The Maturity Date was subsequently extended through amendments to the NRG Loan Agreement on March 29, 2019 (the “Third Amendment”), June 13, 2019, July 11, 2019, August 8, 2019 and September 30, 2019 (the “Seventh Amendment”).  In connection with the Third Amendment, the Company agreed to make an additional payment of $750,000 at the Maturity Date, which is recorded in interest expense on the Consolidated Statement of Operations.  In addition, the Seventh Amendment, extended the Maturity Date of each note to the earlier of (a) October 31, 2019, or (b) closing of a corporate refinancing or other form of liquidity; provided, however, that if NRG determined, in its sole discretion, that the Company was not making sufficient progress toward the completion of the construction of the 2.8 MW Tulare BioMAT project in California, NRG had the right to accelerate the Maturity Date.  The Company repaid and extinguished the loan on October 31, 2019.

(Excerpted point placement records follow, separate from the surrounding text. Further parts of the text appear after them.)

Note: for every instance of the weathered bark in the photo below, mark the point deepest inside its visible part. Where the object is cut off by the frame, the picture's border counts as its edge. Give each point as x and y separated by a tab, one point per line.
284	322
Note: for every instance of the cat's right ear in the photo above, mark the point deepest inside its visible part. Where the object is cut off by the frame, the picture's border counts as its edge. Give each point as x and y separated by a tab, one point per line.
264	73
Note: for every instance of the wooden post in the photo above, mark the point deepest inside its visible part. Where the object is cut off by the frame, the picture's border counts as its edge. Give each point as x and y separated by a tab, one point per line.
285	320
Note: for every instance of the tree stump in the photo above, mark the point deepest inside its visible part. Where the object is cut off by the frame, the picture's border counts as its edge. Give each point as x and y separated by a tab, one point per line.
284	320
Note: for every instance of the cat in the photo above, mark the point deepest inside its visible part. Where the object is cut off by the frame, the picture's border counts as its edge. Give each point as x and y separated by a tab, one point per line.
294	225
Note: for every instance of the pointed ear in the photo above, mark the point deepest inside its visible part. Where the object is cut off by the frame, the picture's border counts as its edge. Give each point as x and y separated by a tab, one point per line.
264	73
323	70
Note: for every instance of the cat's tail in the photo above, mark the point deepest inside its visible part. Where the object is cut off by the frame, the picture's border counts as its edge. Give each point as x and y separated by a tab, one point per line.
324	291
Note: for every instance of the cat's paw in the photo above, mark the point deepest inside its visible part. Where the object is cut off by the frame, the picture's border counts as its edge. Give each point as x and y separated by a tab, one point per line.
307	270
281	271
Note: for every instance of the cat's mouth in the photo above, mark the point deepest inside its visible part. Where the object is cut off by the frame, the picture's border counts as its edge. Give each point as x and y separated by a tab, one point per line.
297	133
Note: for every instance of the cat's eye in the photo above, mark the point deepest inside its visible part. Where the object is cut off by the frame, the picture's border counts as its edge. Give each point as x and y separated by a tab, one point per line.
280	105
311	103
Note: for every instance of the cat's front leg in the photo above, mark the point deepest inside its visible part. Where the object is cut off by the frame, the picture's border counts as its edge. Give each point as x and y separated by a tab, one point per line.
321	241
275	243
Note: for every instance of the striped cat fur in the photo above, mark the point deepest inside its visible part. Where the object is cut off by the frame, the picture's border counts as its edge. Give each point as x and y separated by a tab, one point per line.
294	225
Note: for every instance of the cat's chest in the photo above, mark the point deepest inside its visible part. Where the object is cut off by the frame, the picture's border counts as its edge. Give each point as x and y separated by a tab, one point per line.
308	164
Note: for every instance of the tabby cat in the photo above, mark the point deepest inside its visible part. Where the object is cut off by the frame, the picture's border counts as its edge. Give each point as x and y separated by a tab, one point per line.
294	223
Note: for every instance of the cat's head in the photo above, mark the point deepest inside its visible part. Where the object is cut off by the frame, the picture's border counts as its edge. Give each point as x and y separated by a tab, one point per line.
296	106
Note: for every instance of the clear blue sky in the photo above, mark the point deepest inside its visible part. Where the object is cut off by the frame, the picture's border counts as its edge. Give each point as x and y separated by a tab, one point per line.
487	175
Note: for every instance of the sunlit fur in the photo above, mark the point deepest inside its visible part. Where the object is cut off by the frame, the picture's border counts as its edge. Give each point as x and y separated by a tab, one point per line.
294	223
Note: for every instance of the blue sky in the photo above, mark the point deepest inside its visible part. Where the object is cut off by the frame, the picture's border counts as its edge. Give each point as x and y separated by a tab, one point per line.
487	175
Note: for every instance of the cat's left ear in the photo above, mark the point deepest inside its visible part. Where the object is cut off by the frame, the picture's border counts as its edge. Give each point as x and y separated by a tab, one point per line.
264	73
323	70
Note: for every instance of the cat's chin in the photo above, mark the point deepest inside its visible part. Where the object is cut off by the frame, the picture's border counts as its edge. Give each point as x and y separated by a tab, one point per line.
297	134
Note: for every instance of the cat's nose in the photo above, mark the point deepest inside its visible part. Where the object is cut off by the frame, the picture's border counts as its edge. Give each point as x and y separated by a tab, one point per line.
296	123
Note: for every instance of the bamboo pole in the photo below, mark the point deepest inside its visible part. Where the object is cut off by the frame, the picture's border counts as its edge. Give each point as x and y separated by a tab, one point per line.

Generate Construction Loan Agreement

On December 21, 2018, the Company, through its indirect wholly-owned subsidiary FuelCell Energy Finance II, LLC (“FCEF II”), entered into a Construction Loan Agreement (as amended from time to time, the “Generate Agreement”) with Generate pursuant to which Generate agreed (the “Commitment”) to make available to FCEF II a credit facility in an aggregate principal amount of up to $100.0 million (the “Generate Facility”) to fund the manufacture, construction, installation, commissioning and start-up of stationary fuel cell projects to be developed by the Company on behalf of FCEF II during the 36 months from the date of the Generate Agreement.  The Commitment to provide Working Capital Loans (as defined in the Generate Agreement) was to remain in place for 36 months from the date of the Generate Agreement (the “Availability Period”). Interest at 9.5% per annum was to be paid on the first business day of each month. The initial draw amount under the Generate Facility, funded at closing, was $10.0 million. The initial draw reflected loan advances for the first Approved Project (as defined in the Generate Agreement) under the Generate Facility, the Bolthouse Farms 5 MW project in California.  The Company entered into amendments to the Generate Agreement on June 28, 2019, August 13, 2019 and September 30, 2019, which primarily extended the repayment date of the loan and provided additional collateral.  The loan was repaid and extinguished as of October 31, 2019.

 

Capital Leases

 

The Company leases computer equipment under master lease agreements. Lease payment terms are generally 36 months from the date of acceptance for leased equipment.

Deferred Finance Costs

Deferred finance costs relate primarily to (i) sale-leaseback transactions entered into with PNC which are being amortized over a 10-year term, (ii) payments under the Hercules Agreement, which were amortized over the term of the loan, (iii) payments under the loans obtained to purchase the membership interests in BFC which are being amortized over the 8-year term of the loans and (iv) payments to enter into the Orion Facility which will be amortized over the 8 year term of the loan.